Suckling’s team, in collaboration with the Western Australia Department of Food and Agriculture and the USDA in Hilo, Hawaii, has been investigating control methods for the Light Brown Apple Moth (Epiphyas postvittana). Originating from southeastern Australia, the moth causes significant damage to agriculture and horticulture in the United States, Europe, Western Australia and New Zealand.

The Light Brown Apple Moth is also an interesting case study because its control has highlighted the need for socially acceptable control methods as an alternative to pesticides and aerial applications of chemicals. For example, when the moth was first found in California in 2007, aerial pheromone applications had to be halted due to large public opposition. In fact, there was no scientific evidence of environmental or community risk from the pheromones, despite media and interest group releases. However, as a result, the Light Brown Apple Moth has been used as a model organism to test many new alternative control methods.

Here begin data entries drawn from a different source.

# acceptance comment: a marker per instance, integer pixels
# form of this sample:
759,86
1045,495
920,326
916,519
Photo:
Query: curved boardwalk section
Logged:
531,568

One such tool called the sterile insect technique, which was first considered in the 1930s, involves the release of a flood of sterile individuals into a pest population. The sterile insects mate with other fertile insects but are unable to produce offspring, thereby leading to a gradual decline in the pest population.

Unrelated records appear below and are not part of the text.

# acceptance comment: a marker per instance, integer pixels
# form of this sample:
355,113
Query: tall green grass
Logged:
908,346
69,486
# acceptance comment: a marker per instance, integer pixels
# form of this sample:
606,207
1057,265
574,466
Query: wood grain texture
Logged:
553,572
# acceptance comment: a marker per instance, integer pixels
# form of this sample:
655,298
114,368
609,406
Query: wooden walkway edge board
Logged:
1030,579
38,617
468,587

Suckling and his colleagues have adapted the sterile insect technique to suppress the Light Brown Apple Moth by using “mobile mating disruption”. Suckling first called this method of cross-species behavioural disruption a “ménage-a-trois for insects” when testing it during an OECD Fellowship in Hawaii. This new take works by using sterile Mediterranean fruit flies, which are sprayed with sex pheromones normally found in virgin female moths and then released into the area occupied by the moth population.

The first trials in Perth have shown that male Light Brown Apple Moths were highly attracted to the fruit flies and tried hopelessly to mate with the flies, thereby wasting time and energy. This made it more difficult for males to locate real female moths and thus left females unmated, which eventually reduced the moth populations.

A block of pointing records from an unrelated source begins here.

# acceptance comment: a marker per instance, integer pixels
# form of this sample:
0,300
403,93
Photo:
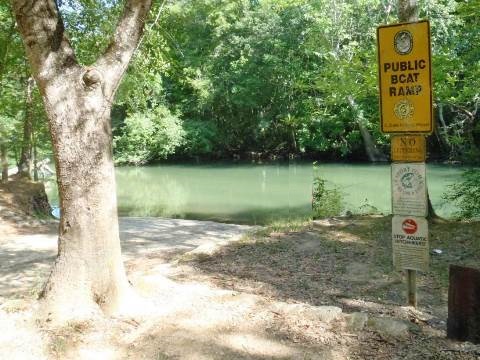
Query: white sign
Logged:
409,190
410,243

Key advantages of the mobile mating disruption technique are that the fruit flies can reach areas of the moth population that would otherwise be inaccessible, and that it presents a very low risk to other non-target insect species. In addition, this method is unlikely to face public opposition given that no aerial spraying or use of pesticides is necessary. Eventually the technique itself may also help to control or eradicate other insect pests.

Mobile mating disruption is just one example of the group’s large collaborative projects on eradication tools that extend to Australia, the United States and Europe. Other research on the sterile insect technique currently underway includes the investigation of partially sterile insects to lower the costs of control operations; modelling work to determine the optimum levels of sterilising irradiation and release numbers to achieve eradication. Work is also examining the use of artificial trail pheromones to disorient fire ants; which use the pheromones to organise the retrieval of food back to the colony.

At a broader scale, the group is also doing work on new surveillance systems and other tactics to replace insecticides, including the use of mass trapping and new formulations for mating disruption.